Perhaps the most surprising thing about the work of the three scientists is how easy it is to manufacture the filigree product – once you know how. After all, the task is to produce lenses with a diameter of around 25 micrometers – thousandths of a millimeter – which are connected to a light guide of up to 300 micrometers in length. The relative arrangement to each other must be so precise that as little light as possible is lost. If you have several thousand of these artificial ommatidia together, they have to be aligned in such a way that they direct their light to a detector in an orderly manner. Anyone who has ever taken the trouble to load a cheese hedgehog evenly for a party can imagine the difficulties this causes on a scale of 1:10,000.

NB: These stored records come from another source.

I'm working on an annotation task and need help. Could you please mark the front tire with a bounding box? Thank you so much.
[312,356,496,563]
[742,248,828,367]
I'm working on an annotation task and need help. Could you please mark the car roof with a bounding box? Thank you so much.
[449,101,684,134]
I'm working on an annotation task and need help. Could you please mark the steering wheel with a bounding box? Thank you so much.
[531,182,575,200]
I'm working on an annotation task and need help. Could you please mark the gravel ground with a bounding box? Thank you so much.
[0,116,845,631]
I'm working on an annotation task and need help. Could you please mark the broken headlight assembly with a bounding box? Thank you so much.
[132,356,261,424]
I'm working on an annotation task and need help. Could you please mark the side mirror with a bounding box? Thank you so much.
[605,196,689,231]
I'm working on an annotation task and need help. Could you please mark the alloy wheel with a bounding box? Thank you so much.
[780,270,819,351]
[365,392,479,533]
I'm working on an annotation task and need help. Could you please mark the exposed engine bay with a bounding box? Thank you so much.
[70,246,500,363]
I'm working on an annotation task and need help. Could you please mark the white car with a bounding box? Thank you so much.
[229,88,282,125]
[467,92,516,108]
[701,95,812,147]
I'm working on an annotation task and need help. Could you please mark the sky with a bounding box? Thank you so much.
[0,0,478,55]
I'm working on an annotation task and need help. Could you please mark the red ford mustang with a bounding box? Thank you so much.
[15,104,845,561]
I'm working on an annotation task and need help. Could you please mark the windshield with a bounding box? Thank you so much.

Lee's team therefore chose a slightly different approach. They began by constructing the overall eye and then had the light drill its own circuit paths. To do this, they used existing microtechnology tools to create a honeycomb layer of tiny lenses, which they covered with an elastic polymer. The lenses pressed into the plastic, which was then drawn into the desired semicircular shape using a vacuum. This was the form in which any number of resin casts could be made.

The decisive trick in further production was the way the resin hardened. Ultraviolet light, which was directed onto the blank with a conventional large lens, served as the initiator of the process. The light refracted at each of its elevations like a microlens and focused itself in the resin. The material polymerized as a result of the irradiation, changed its refractive index and formed a kind of light guide that exactly matched the geometry of the respective microlens. The researchers then only had to thermally crosslink the non-exposed resin in a different way and thus fix the state achieved.

The result is a complex eye made of 8370 individual lenses, each with a diameter of 25 micrometers and an individually adapted light guide of 150 to 300 micrometers in length - technical data that correspond almost exactly to a bee's eye, which, however, only comprises up to 4900 ommatidia.
What the artificial eyes still lack is the receptor at the end of the light guide. Here the scientists are thinking of electronic CCD sensors, such as those used in digital cameras. Or spectroscopes, which break down the incident light into its wavelength components and can analyze them in this way.
The most difficult part of a micro complex camera is the optics. Once the whole device is complete, it will provide new insights in a variety of areas. In medicine, for example, it could provide images of areas inside the body that are simply too narrow for ordinary endoscopes. With its all-round view, it is ideal for surveillance tasks, and of course the military has their own ideas of where they would like to look. Compound eyes do their job in peaceful mayflies as well as in predatory wasps. In an emergency, the only thing that helps is a targeted blow with the rolled-up newspaper – then privacy is restored.